The window I looked through showed open doors and light from windows unseen, and I wondered what the rooms were like upstairs. Had the upstairs been emptied, too, and would I never again see our house?
Uncle Billy was going to the desert—again! We were all going to the desert, all except Arthur. And Arlette, too, was staying behind. Arlette was minding the lake house, the one Aunt Frances loved best. Aunt Frances did not like the desert. "I'm a snow bird," she said; nevertheless, Aunt Frances packed. She ordered sleeveless shirts for me with my initials on the collars. Sleeveless shirts in March—imagine! "We were shucking off our winter coats; we were traveling light: "Good-bye, Arthur, (good-riddance, Arlette), goodbye."
The desert was a vacation Uncle Billy paid for—no bargains, no deals—but here Uncle Billy hoped to make money, more money, unusually, of course, in the desert.
In the desert Uncle Billy carried a gun. The desert birds were a spring green or dirt color, I remember this, and Uncle Billy's gun and the mountains and the trek we took after the Dutchman's lost mine. I was ten—ten was my age when Mother left for good, and this sleep-over life began. I was sleeping at my Uncle Billy's desert house that time we took the Dutchman's trek, and I drank my water early, and Uncle Billy would not share his. He said, "Let that be a lesson to you, sweetie."
I swam and swam in Uncle Billy's pool.
I wrote to Arthur. I asked about the snow. I told him maybe I wouldn't come back Spring after spring, I wrote this same message: I love it here. Maybe I won't come back.
But Arthur was waiting in the car for me.
Arthur was waiting, was paid to be waiting to drive me from house to house, to Uncle Billy's winter house and then to Arlette's shack, to Nonna's, Uncle Billy's again, Nonna's, Uncle Billy's—Arthur was stoutly, conspicuously waiting for me, and I was embarrassed to be seen with him. Standing outside of the car, simply taking up my luggage, Arthur looked uglier than when even Mother left. His teeth, his nose. "Hello," I said with a brushed-past hug. "Arthur," I said, insisting on his name. I was ashamed of my cool behavior, yet I didn't want anyone to see Arthur and to think he was my father. My father was handsome!
Arthur was waiting in the car for me; in front of school or after lessons, Arthur was waiting in Uncle Billy's formal car, a blue-black, deep green, the same color as the stone Aunt Frances wore on her wedding-ring finger, a color stippled in the light, expensive.
Arthur called the car the Emerald Gem, and he washed the car weekly and dried it with a chamois.

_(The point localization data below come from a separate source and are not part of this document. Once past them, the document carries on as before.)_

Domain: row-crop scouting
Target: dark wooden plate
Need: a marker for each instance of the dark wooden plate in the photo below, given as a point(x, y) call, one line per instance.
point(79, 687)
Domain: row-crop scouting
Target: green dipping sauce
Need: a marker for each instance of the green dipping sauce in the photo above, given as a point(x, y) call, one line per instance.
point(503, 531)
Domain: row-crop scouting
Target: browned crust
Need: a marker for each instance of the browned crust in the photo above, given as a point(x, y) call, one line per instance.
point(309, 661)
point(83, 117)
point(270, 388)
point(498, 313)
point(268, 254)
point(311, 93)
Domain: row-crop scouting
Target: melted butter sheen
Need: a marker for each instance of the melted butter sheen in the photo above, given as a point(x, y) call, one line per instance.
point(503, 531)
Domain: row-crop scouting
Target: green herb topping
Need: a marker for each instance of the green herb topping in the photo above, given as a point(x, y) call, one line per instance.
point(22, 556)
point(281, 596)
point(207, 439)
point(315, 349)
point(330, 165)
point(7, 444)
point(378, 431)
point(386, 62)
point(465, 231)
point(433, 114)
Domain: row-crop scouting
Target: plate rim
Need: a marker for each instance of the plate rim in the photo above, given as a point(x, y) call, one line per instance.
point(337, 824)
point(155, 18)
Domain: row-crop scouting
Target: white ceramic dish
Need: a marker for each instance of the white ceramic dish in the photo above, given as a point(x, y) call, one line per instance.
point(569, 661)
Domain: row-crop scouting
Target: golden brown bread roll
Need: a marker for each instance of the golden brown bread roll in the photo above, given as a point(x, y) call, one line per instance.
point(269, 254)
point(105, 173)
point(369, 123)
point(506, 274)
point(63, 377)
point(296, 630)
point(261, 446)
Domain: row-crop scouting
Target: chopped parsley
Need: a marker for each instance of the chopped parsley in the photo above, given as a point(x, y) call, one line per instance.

I helped.
I ran the chamois through the wringer and picked out gravel in the bristles of the brush.
Not much talking between us unless I asked, and I didn't ask but came to conclusions from the way things looked. The way things looked made me think Arthur was sad, and I was sad for him. No immediate family, no friends, poor Arthur in overalls, smelling of oil and earth. His lace-up shoes had a bulbous toe, and the empty crown of his baseball cap stuck up stupidly. He swooped off the cap, saying, "Yes, Mister, Yes, Miss, Yes, Miss Frances" to the orders from the boss, to Uncle Billy or his wife. Arthur's hair was sweated flat, his forehead grooved. Poor Arthur, left to do what I couldn't do, he looked tired.